Agentic Browsers: Smart Help or Silent Risk?
🕓 Read time: ~4 min
AI isn’t just in your tools anymore, it’s slowly found its way into your browser.
Over the past few months, a new wave of agentic browsers has arrived, including Perplexity’s Comet, ChatGPT’s Atlas, Strawberry, and Fellou. They don’t just help you search. They can read, summarize, analyze, and even act on your behalf. Across multiple tabs and sites.
It's exciting but also a shift worth understanding before we hand over the steering wheel.
First Things First: The Risks Beneath the Hype
Before adopting any agentic browser, it’s important to know how these browsers. And what you trade for their convenience, so you can make your own informed choice.
1. Data exposure
To act effectively and "think" for you, these browsers often need broad access to your browsing sessions or linked services. Even if you deny permissions, some behavioral data may still be collected.
2. Prompt injection
Hidden instructions can hide in web pages and trick the AI into unintended actions. There’s no easy or perfect safeguard - awareness is your best defense.
3. Overlap and tool fatigue
Every new “AI-enhanced” browser promises smarter automation and more time savings for you. But the real question is: which one truly fits your workflow? Otherwise, you end up paying for overlapping tools that quietly gather digital dust.
What I Found in Practice
Over the past couple of weeks, I have tested 4 agentic browsers, some more intsensively than others.
Here's my first-hand take:
- Comet: fast and source-based
Perplexity's Comet feels research-first and action‑capable. It pulls live, sourced answers and can run several browser tasks in parallel, like monitoring pages or filling forms automatically. I love it for scheduled updates from my favorite AI and news sources. Downsides: a bit heavier on older laptops and the UI still has learning gaps.
- Atlas: automation-forward, with strong real-time actions
Open AI's Atlas is action-first with a sleek, minimalist UI. It's Agent Mode can automate multi‑step tasks such as comparing prices, summarizing reviews, refining text directly in the browser with nice UI touches (instant search, floating panels). It's smoother on system resources but occasionally loops when juggling multiple tasks.
- Fellou: powerful deep search and visualization
Fellou is a built for complex research and workflow tasks: compiling data, analyzing results, and generating structured reports with visualization, exportable charts and tables. They claim a local-first architecture (whatever that means in practice...more privacy, less cloud I guess). In reality, it still needs significant access to your system to function. The learning curve for Fellou also feels steeper.

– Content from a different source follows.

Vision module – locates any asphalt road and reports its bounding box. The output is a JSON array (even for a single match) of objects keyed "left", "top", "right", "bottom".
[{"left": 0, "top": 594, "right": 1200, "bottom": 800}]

- Strawberry: the most “human” AI browser so far
Strawberry feels alive. Its “companions” interact with web pages like real people: clicking, filling forms, organizing data, or automating research and shopping tasks. So far, it’s the best AI browser I’ve tested for real-world, multi-step tasks. The only downside: credit usage isn’t transparent, yet, which makes it hard to plan for longer workflows. Still, it’s the one I pay for and actively use.
Legal and Ethical Considerations
This commentary is for awareness, not legal advice.
Some uses of agentic browsers are already crossing lines. Giving AI tools your login credentials to access paywalled or private sites, like LinkedIn or subscription research databases, can violate terms of service or data-protection laws.
Some sites are already blocking automated agents to protect their content and users. The bottom line: automation doesn’t erase accountability.
If You’re Curious to Try Them
If you’re experimenting with agentic browsers, here are a few things that made a difference for me:
1. Start small.
Try short tasks like summarizing a page, gathering insights, or tracking new articles before you let the browser do more.
2. Watch the permissions.
Many agentic browsers invite you to sync data or import saved credentials right away. I personally skipped that step. And I went into each browser's settings, to understand what is being tracked, what goes into memory and how that data is used.
3. Keep an eye on sessions.
Agentic browsers remember context longer than you might think. Logging out or resetting occasionally keeps things tidy.
4. Question convenience.
If a feature promises to "automate everything", pause and ask what data it would need to touch. That's usually eye-opening.
5. Focus on one tool at a time.
Testing multiple AI browsers can be fun, but also time consuming with questionable value-add. Going deep with one shows its true strengths (and weaknesses).
Key Takeaway
Agentic browsers are powerful assistants, so long as you use them consciously and with intent.
Use them to work smarter, not less carefully.
What your agent does online still shapes your digital and ethical footprint.
Til next time, stay intentional!
Elena
P.S. Have you tried one of these new browsers? Did it feel genuinely helpful, or just another shiny new thing?